Елизавета, которую я намеренно не посвящал в детали отхода, хлопнула ресницами.

— Для самого захватывающего приключения в жизни… Вы когда-нибудь задумывались, отчего люди не летают как птицы? — усмехнулся я и развернул вингсьют в рабочее положение. — Нет? Что ж, тогда самое время. Потому что сейчас Санкт-Петербург увидит такой журавлиный клин, равного которому еще не было в этом небе… Бойцы! По костюмам!

Глава 26

Ветер хлестнул по лицу увесистой пощечиной — так, что шея хрустнула. Даже на высоте восьмидесятых этажей воздух все равно оставался горячим. Влажным и плотным, почти как кисель, сквозь который мне приходилось буквально пробиваться, вкручиваясь в пропахшие бензином и пылью объятия родного города.
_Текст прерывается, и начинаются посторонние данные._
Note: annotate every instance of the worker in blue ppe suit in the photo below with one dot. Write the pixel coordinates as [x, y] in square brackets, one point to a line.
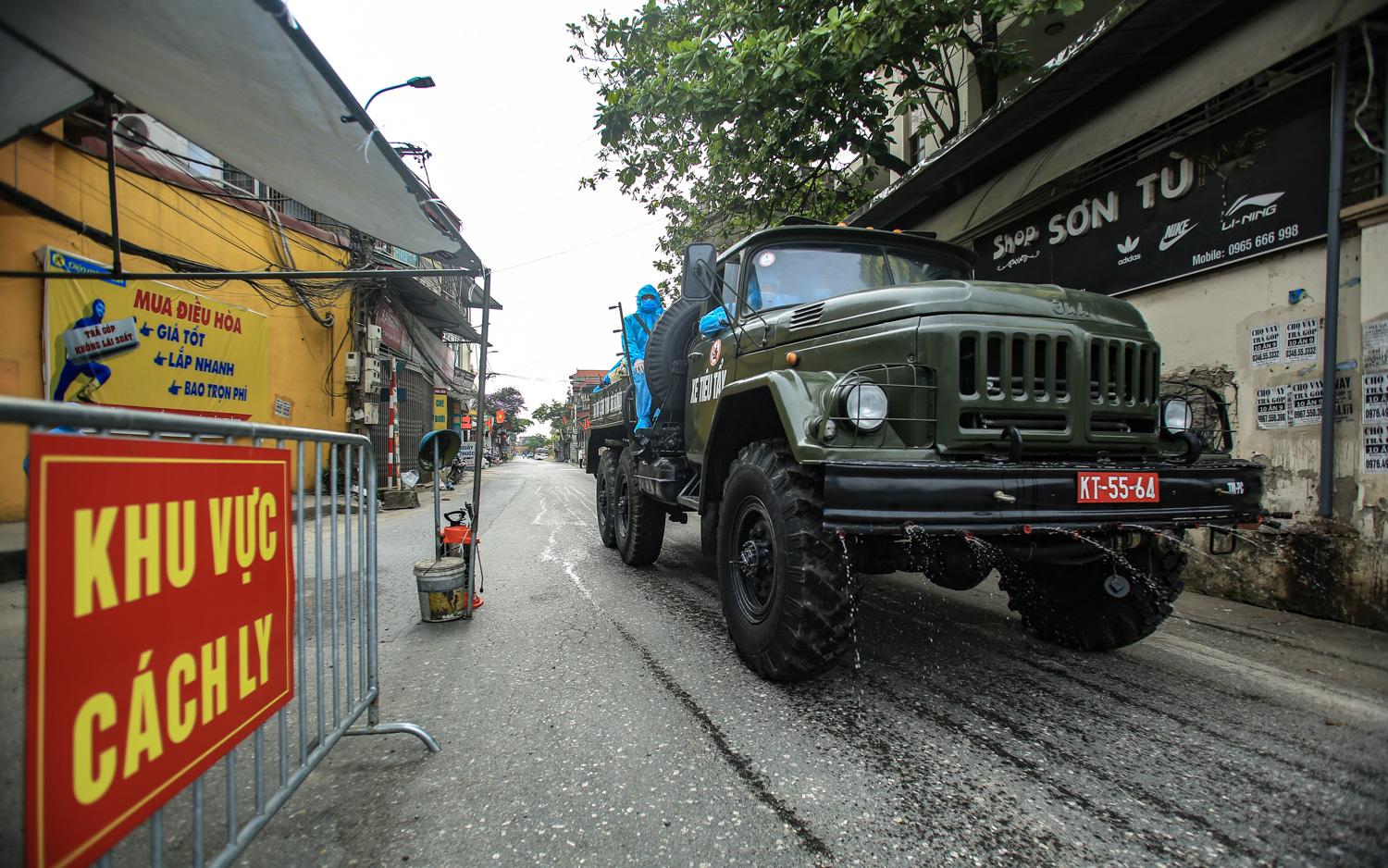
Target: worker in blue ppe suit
[638, 328]
[97, 372]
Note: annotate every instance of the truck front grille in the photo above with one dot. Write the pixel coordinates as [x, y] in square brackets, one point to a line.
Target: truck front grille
[1033, 380]
[1123, 372]
[1018, 366]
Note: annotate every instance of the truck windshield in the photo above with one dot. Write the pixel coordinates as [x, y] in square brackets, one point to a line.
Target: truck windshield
[804, 272]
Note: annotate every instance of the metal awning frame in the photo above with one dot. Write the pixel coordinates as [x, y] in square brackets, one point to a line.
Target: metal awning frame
[261, 275]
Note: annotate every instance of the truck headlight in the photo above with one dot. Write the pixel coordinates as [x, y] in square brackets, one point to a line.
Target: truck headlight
[1176, 415]
[865, 405]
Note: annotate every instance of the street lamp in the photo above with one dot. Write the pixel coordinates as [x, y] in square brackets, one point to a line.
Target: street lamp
[419, 81]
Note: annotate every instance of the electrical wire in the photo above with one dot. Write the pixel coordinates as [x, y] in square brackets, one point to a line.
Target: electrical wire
[1369, 91]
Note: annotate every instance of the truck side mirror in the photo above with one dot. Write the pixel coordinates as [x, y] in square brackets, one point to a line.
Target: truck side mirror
[700, 271]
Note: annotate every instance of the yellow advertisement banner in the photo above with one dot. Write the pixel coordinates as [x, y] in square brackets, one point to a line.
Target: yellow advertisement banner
[440, 408]
[152, 346]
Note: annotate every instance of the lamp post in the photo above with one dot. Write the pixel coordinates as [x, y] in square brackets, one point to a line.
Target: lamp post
[419, 81]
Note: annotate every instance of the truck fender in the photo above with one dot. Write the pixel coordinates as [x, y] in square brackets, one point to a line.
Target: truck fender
[761, 407]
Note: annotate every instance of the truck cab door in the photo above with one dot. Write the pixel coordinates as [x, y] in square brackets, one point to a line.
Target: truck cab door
[711, 364]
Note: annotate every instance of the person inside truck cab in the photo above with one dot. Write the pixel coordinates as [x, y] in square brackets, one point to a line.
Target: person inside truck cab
[638, 327]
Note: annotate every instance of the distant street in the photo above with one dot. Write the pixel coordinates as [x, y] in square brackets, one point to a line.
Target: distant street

Люди не летают, подобно птицам — но сегодня мы решили нарушить извечное правило и отрастить крылья. Вингсьют, высокотехнологичное чудо из известных разве что Корфу материалов наполнился ветром, и на мгновение показалось, что я и вовсе не падаю, а застыл на месте, едва покинув студию государственного канала. Секунды растягивались в вечность, и позади остались не только подробности операции, но и вообще все — теперь я был один на один с развернувшейся панорамой, знакомой до мельчайшей черточки далеко внизу.

Как и положено командиру, я уходил последним. В полусотне метров подо мной клином раскрывалась «стая» бойцов гардемаринской роты. Разумеется, никто так и не успел толком подготовиться к полету, но у парней хватало опыта десантных операций, и они летели красиво и ровно, почти на одинаковом удалении друг от друга — чуть ли не строем.